Ouvindo que Wen Baixiang a levaria ao grande hospital no dia seguinte, a velha senhora sossegou.
“Ah, Li, o professor Song e o neto dele, Xiao Song, vieram te procurar de novo. Sem te ver, recusam-se a ir embora...”
“Não se preocupe com eles.”
Mal terminou a conversa, recebeu uma chamada no WeChat.
Atendeu sem pensar, mas do outro lado ninguém falou.
“Se não falar, vou desligar.”
Sem esperar um segundo, Wen Li desligou sem concessão.
Logo depois, chegou uma mensagem de texto: [Você veio para Jingcheng?]
Wen Li respondeu, relutante: [Sim.]
Ao saber que ela estava em Pequim, o interlocutor enviou várias fotos e um localizador.
Por fim, escreveu: [Estou esperando por você.]
Wen Li deslizou pelas imagens, murmurando: “Marca encontro sem perguntar se tenho tempo, se quero ir, nem combina horário.”
Mas, por acaso, estava entediada no quarto.
Pegou alguns pedaços de carne seca, abraçou o General Negro e saiu.
Wen Baixiang permanecia à mesa principal, sem ter tocado nos talheres.
A empregada entrou e informou que Wen Li havia saído.
Lin Yun comentou: “Gente criada no campo não tem modos. Deixa os mais velhos esperando para o jantar e sai sem nem avisar.”
Wen Yan preocupou-se: “Já escureceu. Li está pela primeira vez em Pequim, não conhece ninguém, será que algo vai acontecer?”
Mas, em sua mente, ecoavam as palavras que a empregada Jing relatara: [Ainda por cima você serve uma falsa senhorita, eu sou a verdadeira dona.]
Lin Yun riu, num leve escárnio: “O que pode acontecer? Criada na roça, acostumada à indisciplina, vive faltando às aulas, some por dias, metade do ano ninguém sabe dela.

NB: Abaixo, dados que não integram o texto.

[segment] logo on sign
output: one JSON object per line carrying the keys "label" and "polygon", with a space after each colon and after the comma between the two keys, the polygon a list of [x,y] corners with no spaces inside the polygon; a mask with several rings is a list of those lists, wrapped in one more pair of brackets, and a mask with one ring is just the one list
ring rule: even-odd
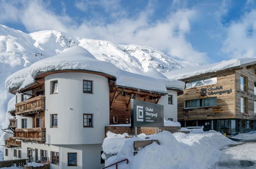
{"label": "logo on sign", "polygon": [[201,96],[205,96],[207,94],[207,89],[201,89]]}
{"label": "logo on sign", "polygon": [[137,121],[143,121],[143,107],[137,105]]}

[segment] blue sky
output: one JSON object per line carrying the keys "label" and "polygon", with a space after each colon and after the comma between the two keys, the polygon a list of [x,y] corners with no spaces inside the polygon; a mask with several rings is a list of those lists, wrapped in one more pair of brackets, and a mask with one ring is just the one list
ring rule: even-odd
{"label": "blue sky", "polygon": [[254,1],[6,1],[0,24],[26,33],[152,46],[201,64],[256,57]]}

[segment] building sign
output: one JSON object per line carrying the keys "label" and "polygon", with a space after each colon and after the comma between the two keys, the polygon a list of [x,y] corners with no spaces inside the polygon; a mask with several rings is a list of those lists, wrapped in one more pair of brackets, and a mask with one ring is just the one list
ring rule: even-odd
{"label": "building sign", "polygon": [[232,93],[232,89],[224,90],[222,86],[201,89],[201,96],[207,95],[214,95],[216,94],[221,95],[224,93],[230,94],[231,93]]}
{"label": "building sign", "polygon": [[164,106],[131,99],[131,126],[163,127]]}

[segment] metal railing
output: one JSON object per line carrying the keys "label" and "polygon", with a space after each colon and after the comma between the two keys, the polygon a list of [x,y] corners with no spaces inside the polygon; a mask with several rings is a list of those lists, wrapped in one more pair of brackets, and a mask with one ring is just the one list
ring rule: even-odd
{"label": "metal railing", "polygon": [[129,163],[129,160],[128,160],[128,159],[126,158],[126,159],[124,159],[124,160],[121,160],[121,161],[117,161],[117,162],[115,162],[115,163],[113,163],[113,164],[110,164],[110,165],[109,165],[106,166],[105,166],[105,167],[103,167],[103,168],[102,168],[102,169],[107,168],[108,168],[108,167],[110,167],[110,166],[113,166],[113,165],[115,165],[115,168],[116,168],[116,169],[117,169],[117,168],[118,168],[118,166],[117,166],[118,164],[119,164],[120,163],[121,163],[121,162],[123,162],[123,161],[126,161],[126,164],[128,164],[128,163]]}

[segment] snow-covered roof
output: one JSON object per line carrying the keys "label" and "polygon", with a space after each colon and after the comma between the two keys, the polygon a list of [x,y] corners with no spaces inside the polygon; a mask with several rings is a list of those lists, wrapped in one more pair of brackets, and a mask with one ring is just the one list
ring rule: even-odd
{"label": "snow-covered roof", "polygon": [[183,91],[185,88],[185,83],[180,80],[168,79],[154,68],[151,68],[143,74],[144,75],[152,77],[156,79],[164,80],[165,87],[167,89],[174,89]]}
{"label": "snow-covered roof", "polygon": [[256,58],[240,58],[224,60],[213,64],[205,65],[181,69],[163,73],[168,78],[184,79],[201,74],[215,73],[220,71],[243,67],[256,64]]}
{"label": "snow-covered roof", "polygon": [[9,91],[14,89],[22,90],[35,83],[34,78],[38,74],[67,70],[86,70],[107,74],[116,78],[117,86],[167,93],[165,80],[120,70],[110,62],[96,59],[87,50],[80,46],[71,48],[58,55],[38,61],[29,67],[14,73],[7,78],[6,87]]}

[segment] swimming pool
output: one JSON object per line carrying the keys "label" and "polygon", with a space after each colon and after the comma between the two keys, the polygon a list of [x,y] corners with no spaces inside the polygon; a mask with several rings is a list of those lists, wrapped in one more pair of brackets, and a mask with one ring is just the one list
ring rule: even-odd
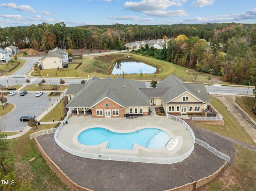
{"label": "swimming pool", "polygon": [[149,148],[164,147],[170,140],[164,131],[146,128],[128,133],[112,132],[100,127],[88,129],[81,132],[78,141],[83,145],[94,146],[108,142],[107,148],[132,150],[134,143]]}

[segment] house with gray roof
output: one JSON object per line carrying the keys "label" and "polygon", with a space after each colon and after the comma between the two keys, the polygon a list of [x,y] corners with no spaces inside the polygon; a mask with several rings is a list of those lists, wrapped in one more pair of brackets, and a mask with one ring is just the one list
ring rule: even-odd
{"label": "house with gray roof", "polygon": [[20,53],[19,51],[19,48],[12,45],[6,47],[4,48],[4,51],[7,52],[12,56],[15,55],[16,54],[18,54]]}
{"label": "house with gray roof", "polygon": [[173,75],[155,88],[139,81],[95,76],[84,84],[70,85],[66,94],[70,114],[91,113],[93,118],[148,115],[152,106],[172,114],[202,113],[210,101],[203,84],[186,83]]}
{"label": "house with gray roof", "polygon": [[67,68],[68,63],[73,62],[73,59],[65,50],[56,47],[50,50],[47,55],[42,57],[41,61],[44,69],[52,69]]}
{"label": "house with gray roof", "polygon": [[0,47],[0,64],[5,64],[10,59],[9,53]]}

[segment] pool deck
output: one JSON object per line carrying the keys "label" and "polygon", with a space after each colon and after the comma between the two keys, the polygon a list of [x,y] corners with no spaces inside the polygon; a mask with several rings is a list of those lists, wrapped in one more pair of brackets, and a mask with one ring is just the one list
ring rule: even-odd
{"label": "pool deck", "polygon": [[[194,146],[194,141],[189,132],[182,124],[167,118],[166,116],[158,116],[154,109],[152,116],[138,116],[138,118],[92,118],[91,115],[86,117],[73,115],[68,120],[59,133],[57,139],[66,147],[80,152],[89,153],[111,155],[122,155],[159,158],[171,158],[181,156],[188,152]],[[139,127],[139,129],[147,127],[159,127],[170,135],[171,139],[178,140],[175,147],[170,142],[166,147],[159,149],[149,149],[136,147],[136,149],[129,150],[106,149],[105,146],[101,147],[86,147],[81,145],[77,140],[78,132],[83,130],[92,127],[106,127],[116,132],[133,132]],[[168,147],[169,146],[169,147]]]}

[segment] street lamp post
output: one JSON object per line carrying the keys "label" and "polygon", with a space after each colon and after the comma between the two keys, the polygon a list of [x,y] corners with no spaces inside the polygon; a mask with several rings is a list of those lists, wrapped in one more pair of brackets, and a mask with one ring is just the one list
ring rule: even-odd
{"label": "street lamp post", "polygon": [[10,87],[9,87],[9,84],[8,83],[8,80],[6,80],[6,81],[7,82],[7,84],[8,85],[8,89],[10,89]]}
{"label": "street lamp post", "polygon": [[14,72],[14,76],[15,77],[15,80],[16,81],[16,83],[18,85],[18,82],[17,81],[17,79],[16,78],[16,75],[15,75],[15,72]]}
{"label": "street lamp post", "polygon": [[31,67],[31,64],[30,64],[30,68],[31,69],[31,72],[32,72],[32,75],[34,76],[33,74],[33,70],[32,70],[32,67]]}
{"label": "street lamp post", "polygon": [[1,98],[1,102],[2,102],[2,106],[3,106],[3,109],[4,109],[4,104],[3,104],[3,102],[2,102],[2,98]]}

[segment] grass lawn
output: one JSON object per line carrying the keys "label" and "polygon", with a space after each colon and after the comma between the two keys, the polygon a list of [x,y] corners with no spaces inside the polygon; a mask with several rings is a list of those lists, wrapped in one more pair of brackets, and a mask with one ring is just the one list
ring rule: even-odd
{"label": "grass lawn", "polygon": [[63,112],[63,99],[61,103],[58,103],[54,109],[49,112],[48,113],[44,116],[40,121],[52,121],[52,118],[54,117],[56,121],[60,121],[61,118],[64,116]]}
{"label": "grass lawn", "polygon": [[[244,96],[237,96],[236,98],[236,102],[238,104],[243,110],[246,112],[249,116],[256,121],[256,115],[252,111],[252,105],[254,101],[254,97],[245,97]],[[256,102],[254,108],[256,106]],[[254,108],[253,108],[254,109]],[[256,112],[255,112],[256,113]]]}
{"label": "grass lawn", "polygon": [[[37,131],[54,127],[55,124],[38,126]],[[24,136],[11,140],[14,156],[15,173],[20,179],[30,180],[36,190],[70,190],[49,168],[47,163],[30,140],[29,134],[36,132],[33,128]]]}
{"label": "grass lawn", "polygon": [[200,122],[195,123],[198,126],[212,130],[231,138],[239,140],[253,145],[256,144],[252,140],[248,134],[244,131],[239,123],[233,117],[220,100],[213,97],[211,104],[223,116],[224,126],[206,125]]}
{"label": "grass lawn", "polygon": [[235,147],[234,163],[228,163],[216,178],[197,191],[256,190],[256,152],[237,145]]}
{"label": "grass lawn", "polygon": [[11,71],[10,72],[7,72],[7,73],[6,73],[6,72],[5,72],[4,74],[4,75],[11,75],[18,70],[20,69],[21,67],[22,67],[24,64],[26,62],[26,60],[21,60],[20,59],[18,59],[17,61],[17,62],[15,62],[13,63],[13,64],[12,64],[10,63],[9,64],[9,65],[8,67],[6,67],[5,64],[0,64],[0,69],[1,70],[3,70],[4,71],[6,70],[8,71],[10,69],[13,68],[15,65],[17,65],[18,62],[20,62],[20,64],[16,68],[14,69],[13,70]]}
{"label": "grass lawn", "polygon": [[[37,87],[37,85],[36,84],[31,84],[30,85],[28,85],[23,88],[22,88],[21,91],[56,91],[56,90],[54,90],[52,88],[51,88],[50,85],[44,85],[42,86]],[[58,91],[63,91],[65,90],[68,87],[68,85],[58,85],[60,87],[60,89],[58,90]]]}
{"label": "grass lawn", "polygon": [[4,105],[4,108],[3,109],[3,106],[2,103],[0,103],[0,117],[3,116],[6,114],[10,112],[14,108],[14,105],[12,103],[8,103],[8,104]]}
{"label": "grass lawn", "polygon": [[[209,74],[192,72],[192,70],[169,62],[128,53],[84,57],[82,59],[76,60],[76,62],[82,63],[76,70],[65,70],[64,69],[58,71],[57,69],[48,69],[42,70],[40,72],[42,73],[44,76],[47,76],[48,75],[49,76],[72,77],[82,79],[88,77],[88,76],[92,77],[96,75],[100,78],[109,76],[112,78],[116,78],[120,75],[108,74],[112,64],[115,63],[117,59],[126,57],[128,55],[134,59],[160,69],[161,70],[159,70],[158,73],[142,74],[142,76],[139,74],[125,74],[124,77],[125,78],[141,80],[152,80],[152,79],[154,80],[162,80],[173,74],[184,81],[209,83],[208,80]],[[186,70],[188,70],[191,72],[188,73],[186,72]],[[210,76],[212,79],[214,77],[212,75]]]}

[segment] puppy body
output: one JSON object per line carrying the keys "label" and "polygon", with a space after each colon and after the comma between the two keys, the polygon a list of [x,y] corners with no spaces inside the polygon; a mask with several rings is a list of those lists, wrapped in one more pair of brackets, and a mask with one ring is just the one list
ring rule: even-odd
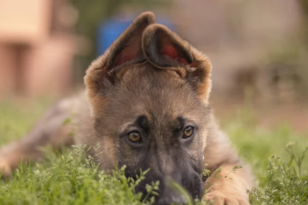
{"label": "puppy body", "polygon": [[[99,144],[102,154],[90,154],[102,169],[125,165],[132,176],[150,168],[144,183],[162,182],[159,204],[185,202],[165,182],[170,177],[192,197],[209,188],[205,200],[248,204],[249,170],[229,174],[233,180],[224,177],[243,162],[211,113],[211,71],[207,56],[156,24],[152,13],[141,14],[90,66],[85,91],[58,102],[27,136],[0,150],[4,175],[22,158],[39,157],[38,146]],[[219,167],[217,175],[201,180],[202,169],[213,173]]]}

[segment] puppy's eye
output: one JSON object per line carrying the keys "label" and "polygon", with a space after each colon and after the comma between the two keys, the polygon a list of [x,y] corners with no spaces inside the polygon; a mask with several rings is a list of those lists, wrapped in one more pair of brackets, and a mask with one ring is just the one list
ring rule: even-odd
{"label": "puppy's eye", "polygon": [[141,136],[138,132],[131,132],[128,134],[127,138],[132,143],[141,142]]}
{"label": "puppy's eye", "polygon": [[194,134],[194,127],[187,126],[184,129],[183,132],[183,137],[184,138],[190,137]]}

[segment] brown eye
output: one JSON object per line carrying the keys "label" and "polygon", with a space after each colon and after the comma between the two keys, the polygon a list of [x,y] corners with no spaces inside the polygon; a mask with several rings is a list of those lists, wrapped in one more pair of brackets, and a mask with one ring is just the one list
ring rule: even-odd
{"label": "brown eye", "polygon": [[183,137],[184,138],[188,138],[192,135],[192,134],[194,134],[194,128],[192,127],[188,126],[184,129]]}
{"label": "brown eye", "polygon": [[132,132],[128,134],[127,137],[129,141],[132,143],[141,142],[141,136],[138,132]]}

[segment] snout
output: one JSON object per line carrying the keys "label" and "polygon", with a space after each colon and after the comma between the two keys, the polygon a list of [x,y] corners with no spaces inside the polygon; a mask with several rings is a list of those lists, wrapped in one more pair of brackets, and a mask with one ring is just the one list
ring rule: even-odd
{"label": "snout", "polygon": [[156,198],[155,204],[187,204],[196,198],[200,199],[202,195],[203,182],[196,172],[182,174],[177,173],[172,176],[159,178],[146,179],[146,183],[148,184],[151,183],[149,180],[160,181],[159,196]]}

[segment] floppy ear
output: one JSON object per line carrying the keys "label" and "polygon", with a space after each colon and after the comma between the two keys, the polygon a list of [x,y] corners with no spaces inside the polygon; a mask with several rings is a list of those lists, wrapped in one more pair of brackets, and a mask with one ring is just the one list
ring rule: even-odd
{"label": "floppy ear", "polygon": [[116,80],[117,68],[124,64],[138,63],[145,59],[141,49],[142,33],[148,25],[156,22],[153,13],[143,13],[104,54],[92,63],[86,71],[84,81],[88,99],[92,107],[103,103],[102,93]]}
{"label": "floppy ear", "polygon": [[207,56],[161,24],[147,27],[142,42],[143,53],[152,65],[177,72],[207,101],[211,88],[211,64]]}

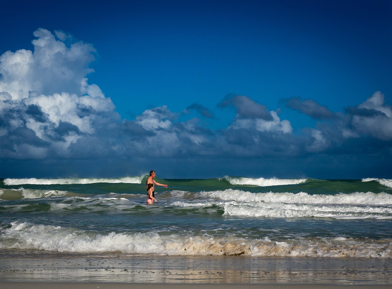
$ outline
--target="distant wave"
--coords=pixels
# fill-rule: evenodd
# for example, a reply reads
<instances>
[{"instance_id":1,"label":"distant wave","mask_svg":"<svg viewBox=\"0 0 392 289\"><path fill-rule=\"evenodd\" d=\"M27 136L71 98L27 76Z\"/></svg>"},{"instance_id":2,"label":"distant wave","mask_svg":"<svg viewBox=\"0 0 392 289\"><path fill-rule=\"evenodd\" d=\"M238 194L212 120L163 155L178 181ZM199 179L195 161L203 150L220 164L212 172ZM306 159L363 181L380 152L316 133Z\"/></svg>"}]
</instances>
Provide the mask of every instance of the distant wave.
<instances>
[{"instance_id":1,"label":"distant wave","mask_svg":"<svg viewBox=\"0 0 392 289\"><path fill-rule=\"evenodd\" d=\"M0 188L0 199L17 200L20 199L39 199L50 197L76 195L77 194L64 191L54 190L34 190L34 189Z\"/></svg>"},{"instance_id":2,"label":"distant wave","mask_svg":"<svg viewBox=\"0 0 392 289\"><path fill-rule=\"evenodd\" d=\"M64 178L62 179L5 179L4 184L15 186L26 184L94 184L99 182L111 183L125 183L126 184L141 184L142 181L146 175L136 177L125 177L122 178L107 179L89 179L87 178Z\"/></svg>"},{"instance_id":3,"label":"distant wave","mask_svg":"<svg viewBox=\"0 0 392 289\"><path fill-rule=\"evenodd\" d=\"M251 185L266 187L270 186L281 186L284 185L297 184L305 182L306 179L252 179L251 178L236 177L226 176L225 177L227 181L232 185Z\"/></svg>"},{"instance_id":4,"label":"distant wave","mask_svg":"<svg viewBox=\"0 0 392 289\"><path fill-rule=\"evenodd\" d=\"M392 188L392 180L388 180L385 179L374 179L373 178L367 178L363 179L363 182L370 182L372 181L375 181L378 182L383 186L385 186L388 188Z\"/></svg>"},{"instance_id":5,"label":"distant wave","mask_svg":"<svg viewBox=\"0 0 392 289\"><path fill-rule=\"evenodd\" d=\"M5 225L5 224L3 224ZM102 235L72 228L12 222L0 227L0 249L169 255L392 258L392 239L321 237L271 240L156 232Z\"/></svg>"}]
</instances>

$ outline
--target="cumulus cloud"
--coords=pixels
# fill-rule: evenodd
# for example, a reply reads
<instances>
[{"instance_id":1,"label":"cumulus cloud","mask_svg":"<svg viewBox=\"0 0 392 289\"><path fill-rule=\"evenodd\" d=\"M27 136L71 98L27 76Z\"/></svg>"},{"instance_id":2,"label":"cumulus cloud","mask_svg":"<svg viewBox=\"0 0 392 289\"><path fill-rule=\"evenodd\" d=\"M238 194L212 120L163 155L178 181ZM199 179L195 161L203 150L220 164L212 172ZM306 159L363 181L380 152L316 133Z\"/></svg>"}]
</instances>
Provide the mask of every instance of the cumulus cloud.
<instances>
[{"instance_id":1,"label":"cumulus cloud","mask_svg":"<svg viewBox=\"0 0 392 289\"><path fill-rule=\"evenodd\" d=\"M34 34L34 52L0 56L1 150L6 157L68 155L71 144L120 119L110 99L87 83L95 52L91 45L67 47L44 29Z\"/></svg>"},{"instance_id":2,"label":"cumulus cloud","mask_svg":"<svg viewBox=\"0 0 392 289\"><path fill-rule=\"evenodd\" d=\"M327 119L335 117L335 114L327 107L321 105L318 102L312 99L302 100L299 97L283 99L286 106L316 119Z\"/></svg>"},{"instance_id":3,"label":"cumulus cloud","mask_svg":"<svg viewBox=\"0 0 392 289\"><path fill-rule=\"evenodd\" d=\"M213 112L195 103L181 112L163 105L122 119L111 99L88 83L96 53L92 45L74 42L62 31L39 29L34 34L34 51L0 56L0 158L138 158L148 163L152 157L212 161L391 154L392 107L380 92L336 113L313 100L284 99L287 107L318 120L315 127L298 133L289 120L281 119L279 110L233 94L217 105L226 114L232 113L230 123L220 130L205 122L219 120ZM191 118L192 110L201 118Z\"/></svg>"},{"instance_id":4,"label":"cumulus cloud","mask_svg":"<svg viewBox=\"0 0 392 289\"><path fill-rule=\"evenodd\" d=\"M218 104L218 107L234 107L236 109L238 118L274 120L274 117L264 105L260 105L250 98L243 95L227 96Z\"/></svg>"},{"instance_id":5,"label":"cumulus cloud","mask_svg":"<svg viewBox=\"0 0 392 289\"><path fill-rule=\"evenodd\" d=\"M356 107L348 108L354 135L370 135L392 140L392 107L385 103L384 94L377 91Z\"/></svg>"},{"instance_id":6,"label":"cumulus cloud","mask_svg":"<svg viewBox=\"0 0 392 289\"><path fill-rule=\"evenodd\" d=\"M189 113L189 110L194 110L205 117L214 118L212 112L206 107L198 103L192 103L184 111L185 113Z\"/></svg>"}]
</instances>

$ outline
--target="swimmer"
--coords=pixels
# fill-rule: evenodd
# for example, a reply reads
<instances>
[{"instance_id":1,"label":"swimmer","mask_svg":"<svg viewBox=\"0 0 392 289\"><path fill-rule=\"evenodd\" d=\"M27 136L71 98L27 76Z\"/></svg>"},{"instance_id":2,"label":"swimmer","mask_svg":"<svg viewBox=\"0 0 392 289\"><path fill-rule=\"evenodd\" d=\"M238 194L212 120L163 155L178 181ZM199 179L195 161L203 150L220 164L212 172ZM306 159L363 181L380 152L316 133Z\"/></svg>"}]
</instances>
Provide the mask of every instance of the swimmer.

Fique tranquila, não vai se perder.”
Wen Baixiang, impassível: “Vamos comer.”
Wen Li pegou um táxi e foi a um shopping.
De longe, viu alguém esperando na entrada, vestido formalmente.
O rapaz, ao vê-la se aproximar, quis avançar para recebê-la, mas hesitou, ficando parado, ansioso.
Quando Wen Li chegou perto, ele imediatamente lhe entregou uma caixa lindamente embrulhada.
Wen Li pegou, arqueando as sobrancelhas: “É para mim?”
“Sim,” respondeu ele, olhando para o cachorro nos braços dela.
Wen Li passou o cão para ele: “Não morde.”
Não muito longe, dentro de um Bentley branco, Lu Wu, no volante, observava atentamente. Ao ver a cena, quis sair correndo para tomar o cão, mas temendo desagradar ao jovem senhor, recuou.
Com as mãos livres, Wen Li abriu o presente diante dele.
Era uma caixa de chocolates.
Pegou um pedaço e provou: “Tão pequeno e já sabe agradar.”
O menininho, abraçando o cachorro, ouviu o comentário de Wen Li e mordeu levemente os lábios, envergonhado.
Ela o examinou de cima a baixo: camisa, gravata minúscula; não resistiu ao comentário: “Vestido como um pequeno antiquado.”
O pequeno antiquado ergueu os olhos inocentes para ela.
Wen Li enfiou um pedaço de chocolate na boca dele: “Veio sozinho?”
O garoto olhou de soslaio para o Bentley na esquina.
Wen Li seguiu seu olhar, viu o carro luxuoso e não se impressionou; em Pequim, terra de poderosos, não era novidade.
“Se tem adulto acompanhando, está bem. Já conhece o lugar?”
O garoto assentiu, impaciente: “Sim.”
“Então vamos entrar.”
Wen Li avançou, e o pequeno antiquado, abraçando o General Negro, correu atrás com suas perninhas curtas.